Le médecin de 1ère classe Dellile cite la belle conduite de son subordonné et il ressort de l’enquête et de la lettre du capitaine de NIEMEN que le Docteur Dellile a lui aussi fait preuve de courage et de dévouement. Blessé, il a refusé tout secours pour laisser aux autres blessés la possibilité de recevoir les soins du quartier maître infirmier Coat, qu’il dirigeait malgré ses blessures.

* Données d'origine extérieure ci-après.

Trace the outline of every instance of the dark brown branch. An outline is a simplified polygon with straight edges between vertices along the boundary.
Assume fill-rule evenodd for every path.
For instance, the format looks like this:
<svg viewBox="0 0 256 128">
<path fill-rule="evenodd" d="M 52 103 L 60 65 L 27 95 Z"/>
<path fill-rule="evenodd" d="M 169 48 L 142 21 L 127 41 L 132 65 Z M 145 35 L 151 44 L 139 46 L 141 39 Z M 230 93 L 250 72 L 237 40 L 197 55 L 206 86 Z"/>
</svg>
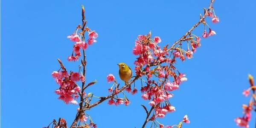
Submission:
<svg viewBox="0 0 256 128">
<path fill-rule="evenodd" d="M 208 12 L 209 12 L 209 11 L 210 11 L 210 9 L 212 8 L 212 3 L 213 3 L 214 1 L 214 0 L 212 0 L 211 1 L 211 3 L 210 3 L 210 5 L 209 6 L 209 7 L 208 8 L 208 9 L 207 10 L 207 12 L 204 12 L 204 14 L 203 16 L 203 17 L 200 17 L 200 20 L 199 20 L 199 21 L 197 23 L 196 23 L 194 26 L 192 26 L 192 28 L 191 28 L 191 29 L 189 29 L 188 32 L 187 32 L 184 35 L 181 37 L 181 38 L 179 40 L 174 42 L 173 43 L 173 44 L 172 44 L 172 45 L 167 49 L 167 52 L 170 51 L 172 49 L 173 49 L 174 48 L 174 47 L 179 42 L 185 41 L 186 36 L 189 34 L 190 34 L 191 33 L 191 32 L 192 32 L 192 31 L 193 31 L 193 30 L 194 30 L 194 29 L 195 29 L 196 27 L 197 27 L 199 24 L 201 24 L 204 21 L 204 19 L 207 16 Z M 206 10 L 205 9 L 205 10 Z"/>
<path fill-rule="evenodd" d="M 191 34 L 192 31 L 193 31 L 193 30 L 194 30 L 194 29 L 196 27 L 197 27 L 199 25 L 200 25 L 201 23 L 203 23 L 204 22 L 204 20 L 207 17 L 208 12 L 212 8 L 212 4 L 214 1 L 214 0 L 211 0 L 211 3 L 209 6 L 209 7 L 208 8 L 208 10 L 207 10 L 207 12 L 205 12 L 204 14 L 204 15 L 202 17 L 201 16 L 200 17 L 200 20 L 199 20 L 199 21 L 198 22 L 197 22 L 197 23 L 196 23 L 194 26 L 192 26 L 191 29 L 190 29 L 188 32 L 187 32 L 186 33 L 186 34 L 185 35 L 184 35 L 179 40 L 173 43 L 173 44 L 169 48 L 167 49 L 167 52 L 168 52 L 172 49 L 174 49 L 175 46 L 177 44 L 181 42 L 181 41 L 186 41 L 187 36 L 188 36 L 189 34 Z M 83 6 L 82 7 L 82 21 L 83 26 L 82 26 L 82 28 L 81 28 L 81 29 L 82 29 L 82 31 L 83 31 L 83 32 L 82 33 L 82 34 L 83 34 L 82 36 L 83 37 L 84 40 L 84 29 L 85 29 L 84 27 L 85 27 L 85 25 L 86 24 L 86 23 L 87 23 L 87 21 L 86 20 L 85 20 L 85 16 L 84 15 L 84 12 L 85 12 L 84 9 L 84 7 Z M 84 50 L 83 50 L 83 55 L 84 55 L 84 58 L 83 58 L 83 61 L 82 61 L 83 62 L 83 63 L 82 63 L 82 64 L 83 65 L 83 75 L 85 76 L 85 66 L 86 64 L 86 61 L 85 60 L 86 56 L 85 55 L 85 52 Z M 59 59 L 58 59 L 58 61 L 59 61 Z M 61 64 L 61 68 L 62 68 L 62 69 L 64 70 L 66 70 L 66 69 L 65 68 L 64 66 L 63 65 L 63 64 L 61 63 L 61 61 L 60 61 L 60 60 L 59 61 L 59 62 L 60 63 L 60 64 Z M 157 65 L 157 63 L 154 63 L 152 64 L 151 64 L 150 67 L 156 66 Z M 129 86 L 130 86 L 131 85 L 131 84 L 134 83 L 139 78 L 139 76 L 136 76 L 135 78 L 134 78 L 133 79 L 132 79 L 130 82 L 126 84 L 123 87 L 122 87 L 120 89 L 119 89 L 118 90 L 118 93 L 121 92 L 122 91 L 124 90 L 126 87 L 127 87 Z M 80 94 L 80 95 L 81 96 L 80 103 L 79 104 L 79 106 L 80 107 L 80 111 L 79 111 L 79 112 L 77 113 L 76 116 L 76 119 L 74 120 L 73 123 L 72 123 L 72 125 L 70 126 L 70 128 L 74 128 L 75 127 L 75 125 L 76 125 L 76 123 L 77 122 L 77 121 L 78 120 L 78 119 L 79 119 L 79 117 L 80 117 L 80 115 L 81 115 L 81 114 L 84 113 L 84 110 L 83 109 L 83 102 L 84 102 L 84 99 L 83 98 L 83 93 L 84 89 L 87 87 L 87 86 L 87 86 L 86 87 L 84 87 L 84 84 L 85 84 L 85 81 L 83 82 L 82 83 L 82 91 L 81 91 L 81 93 Z M 116 94 L 115 93 L 113 93 L 108 95 L 108 96 L 106 96 L 105 97 L 101 97 L 101 99 L 100 100 L 99 100 L 98 101 L 95 102 L 95 103 L 93 103 L 92 104 L 91 104 L 90 105 L 88 106 L 87 107 L 86 107 L 86 108 L 86 108 L 85 109 L 90 109 L 90 108 L 93 108 L 95 106 L 96 106 L 98 105 L 99 105 L 99 104 L 102 102 L 104 101 L 105 101 L 109 98 L 113 97 Z M 143 124 L 143 125 L 142 128 L 144 128 L 146 123 L 148 121 L 148 118 L 150 115 L 150 113 L 151 113 L 151 112 L 152 112 L 152 111 L 154 109 L 154 108 L 153 107 L 152 107 L 151 108 L 149 112 L 147 114 L 147 117 L 145 120 L 145 122 L 144 122 L 144 123 Z"/>
<path fill-rule="evenodd" d="M 84 8 L 83 6 L 82 6 L 82 22 L 83 24 L 83 27 L 81 29 L 82 31 L 83 32 L 82 33 L 83 36 L 83 41 L 84 41 L 84 27 L 86 25 L 86 21 L 85 21 L 85 17 L 84 16 Z M 85 78 L 85 73 L 86 73 L 86 69 L 85 66 L 86 66 L 86 60 L 85 59 L 85 52 L 84 50 L 83 50 L 83 59 L 81 61 L 81 63 L 82 65 L 83 66 L 83 75 Z M 84 110 L 83 109 L 83 103 L 84 103 L 84 89 L 85 89 L 85 87 L 84 86 L 84 84 L 85 84 L 85 80 L 82 82 L 82 90 L 81 93 L 79 93 L 79 95 L 80 96 L 80 102 L 79 104 L 79 105 L 80 106 L 79 111 L 76 113 L 76 118 L 73 121 L 72 124 L 70 126 L 70 128 L 74 128 L 75 125 L 77 123 L 77 122 L 79 118 L 82 115 L 83 113 L 84 113 Z"/>
<path fill-rule="evenodd" d="M 208 8 L 208 9 L 207 10 L 208 11 L 209 11 L 209 10 L 210 9 L 212 8 L 212 3 L 213 3 L 214 0 L 212 0 L 211 2 L 211 3 L 210 4 L 210 5 L 209 6 L 209 7 Z M 207 17 L 207 13 L 205 13 L 205 14 L 204 14 L 204 16 L 203 16 L 203 17 L 202 17 L 200 20 L 199 20 L 199 21 L 197 23 L 195 23 L 192 27 L 192 28 L 189 29 L 184 35 L 183 35 L 182 36 L 182 38 L 181 38 L 179 40 L 178 40 L 177 41 L 176 41 L 176 42 L 175 42 L 173 44 L 171 47 L 170 47 L 169 49 L 167 49 L 167 51 L 169 51 L 169 50 L 173 49 L 174 48 L 174 46 L 177 44 L 178 44 L 179 42 L 183 41 L 183 40 L 185 40 L 186 39 L 186 37 L 189 35 L 189 34 L 190 34 L 191 33 L 191 32 L 194 30 L 194 29 L 195 29 L 195 28 L 196 27 L 197 27 L 200 24 L 201 24 L 201 23 L 202 23 L 203 22 L 204 20 L 204 19 L 205 19 L 205 18 Z M 157 65 L 157 63 L 155 63 L 154 64 L 151 64 L 150 65 L 150 67 L 152 67 L 152 66 L 156 66 Z M 123 86 L 122 88 L 121 88 L 120 89 L 119 89 L 118 90 L 118 93 L 119 93 L 120 92 L 122 92 L 122 90 L 124 90 L 126 87 L 131 86 L 131 84 L 132 84 L 133 82 L 134 82 L 135 80 L 137 80 L 138 78 L 139 78 L 139 76 L 136 76 L 136 77 L 135 78 L 134 78 L 133 79 L 132 79 L 130 82 L 128 83 L 128 84 L 127 84 L 126 85 Z M 106 100 L 106 99 L 108 99 L 112 97 L 113 96 L 114 96 L 116 94 L 114 93 L 112 93 L 111 95 L 109 95 L 105 97 L 102 97 L 101 99 L 99 100 L 99 101 L 96 102 L 90 105 L 88 108 L 93 108 L 97 105 L 98 105 L 98 104 L 101 103 L 101 102 L 103 102 L 103 101 Z"/>
<path fill-rule="evenodd" d="M 62 70 L 67 72 L 66 68 L 65 68 L 65 66 L 64 66 L 64 65 L 62 64 L 62 62 L 61 62 L 61 60 L 58 58 L 58 61 L 59 62 L 59 63 L 60 63 L 60 65 L 61 65 L 61 67 Z"/>
<path fill-rule="evenodd" d="M 145 128 L 147 123 L 148 122 L 148 121 L 149 121 L 149 120 L 148 119 L 148 117 L 149 117 L 149 116 L 150 116 L 150 114 L 151 113 L 151 112 L 152 112 L 152 111 L 154 108 L 154 106 L 152 106 L 152 107 L 151 107 L 151 109 L 150 109 L 149 112 L 148 112 L 148 113 L 147 114 L 147 117 L 146 117 L 145 121 L 144 121 L 144 122 L 143 124 L 143 125 L 142 125 L 142 127 L 141 128 Z"/>
<path fill-rule="evenodd" d="M 137 76 L 135 77 L 135 78 L 134 78 L 134 79 L 133 79 L 131 81 L 130 81 L 130 82 L 126 84 L 123 87 L 122 87 L 120 89 L 119 89 L 118 90 L 118 93 L 121 92 L 122 91 L 123 91 L 125 88 L 126 88 L 126 87 L 127 87 L 129 86 L 130 86 L 131 85 L 131 84 L 132 84 L 133 82 L 134 82 L 138 78 L 139 78 L 139 76 Z M 110 98 L 113 97 L 116 94 L 115 93 L 113 93 L 107 96 L 102 97 L 101 99 L 100 99 L 100 100 L 98 100 L 98 101 L 90 105 L 87 108 L 93 108 L 93 107 L 98 105 L 98 104 L 100 104 L 100 103 L 104 102 L 104 101 L 105 101 Z"/>
</svg>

Je vous demande pour le quartier maître infirmier Coat une inscription au tableau spécial de la Médaille Militaire, et pour le Docteur Dellile une citation à l’Ordre de l’Armée.

Récompenses

Citation à l’Ordre de la Division

BELLILE Pierre Médecin de 1ère classe de la Marine

Blessé lors du torpillage de son bâtiment, a prodigué des secours aux autres blessés avant de se laisser panser lui-même. (Déjà cité à l’Ordre du Corps d’Armée en 1915).

Citation à l’Ordre de la Division et proposition extraordinaire pour la Médaille Militaire

COAT Clément QM infirmier

A fait preuve d’un dévouement et d’une énergie remarquable lors du torpillage de son bâtiment.

Le sous-marin attaquant

C’était donc l’U 64 du Kptlt Robert MORATH (qui avait coulé AMIRAL DE KERSAINT quelques jours auparavant).

A noter que dans tout le dossier le navire sauveteur est appelé DANYCAN.